Submitted by Adanna on
very interesting read.. i think the ideal scenario would obviously be the case where every citizen has the best possible health outcome, is satisfied with health care provided, protected from financial risk by a system that is sensitive to his needs. Some have come close e.g. the United Kingdom. However, there will be trade-offs that sometimes are not only a reflection of the underlying socialist versus individualistic themes, but gross limitations in resources available for health making it difficult for the public sector to play the preferred central and regulatory role. In the end therefore, I believe that in many cases, it comes down to the issue surrounding mobilization of resources, especially domestic, for health.

Submitted by Patricio Marquez on
Resource limitations, not only financial but infrastructure, technological, and human, certainly contribute to the shaping of the structural parameters of a health system. But as shown by different country experiences across the world, those countries that have adopted effective policies and allocated required resources to offer universal social health insurance or access to health services, have done so by establishing clear priorities around social inclusion considerations. The 1941 Beveridge Report that lead to the establishment of the UK's NHS that you mentioned in your comment, was structured around ways to address the "giants evils" in society: squalor, ignorance, want, idleness and disease. More recently, the Seguro Popular initiative in Mexico, that has expanded health insurance protection since 2003 to about 50 million beneficiaries, was designed around strong ethical considerations that paved the way for achieving political agreements and decisions at the highest level of government as well as to mobilize the required resources to operationalize it (see related article at the end of the blog by Frenk and Gomez-Dantes).
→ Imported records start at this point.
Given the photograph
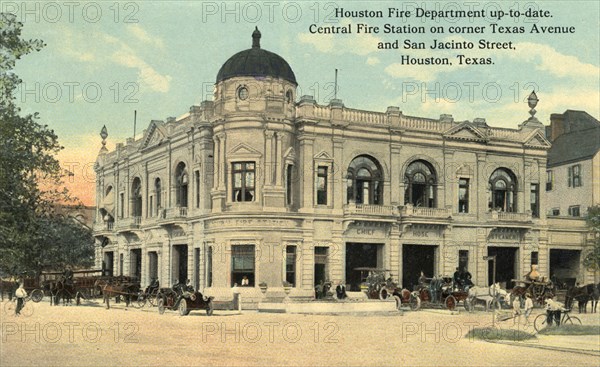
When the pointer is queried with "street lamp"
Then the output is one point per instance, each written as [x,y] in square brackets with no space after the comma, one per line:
[493,258]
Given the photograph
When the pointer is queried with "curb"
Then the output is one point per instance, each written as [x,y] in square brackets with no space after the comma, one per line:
[548,347]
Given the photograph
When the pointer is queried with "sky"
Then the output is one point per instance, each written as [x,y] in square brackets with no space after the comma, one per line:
[105,60]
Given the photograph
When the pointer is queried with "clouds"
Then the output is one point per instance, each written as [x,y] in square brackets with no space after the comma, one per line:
[136,50]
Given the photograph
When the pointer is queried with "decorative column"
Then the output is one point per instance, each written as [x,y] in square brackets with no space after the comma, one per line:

Submitted by Varadarajan Atur on
Very interesting and timely viewpoint. I thought I would find some clues or leads about how the three options play out in different country contexts (sans politics) but the article abruptly ended. How economics can relate to ehtics and values would be interesting in the context of health, social justice, gender equality, etc. Thank you.

Submitted by Patricio Marquez on
In my previous reply to the comment posted by Adanna (see above), I put forward the examples of the UK and more recently of the ethical framework that guided design of the Seguro Popular initiative in Mexico. More recently, this dilemma was vividly illustrated during the “back and forth” debate prior to the approval of the Affordable Care Act in the United States in 2009, concerning some of its key “social goals” provisions such as the requirement for health insurance companies to offer policies to everyone irrespective of his or her health status, the mandate that requires everyone to purchase insurance to prevent healthy people from opting out, and the provision of subsidies to keep health insurance affordable for the poor.

Submitted by Maria on
Thanks a lot for this post. We have already (empirically) demonstrated that there are social inequalities in health. Now, the question is: do we consider these differences unjust or unfair? In order to make that judgment, we do need an ethical framework, a set of broader goals, regardless available resources.

Submitted by Patricio Marquez on
Your point is right on the mark. And it could be added that a clear definion of social goals would also help us determine if a health system is efficient or not as well. As argued by Prof. Reinhart, if “efficiency” means reaching a goal with the minimum expenditure of real resources,then we will be able to determine whether a health system is “efficient” by knowing the ethical goals the system is to reach.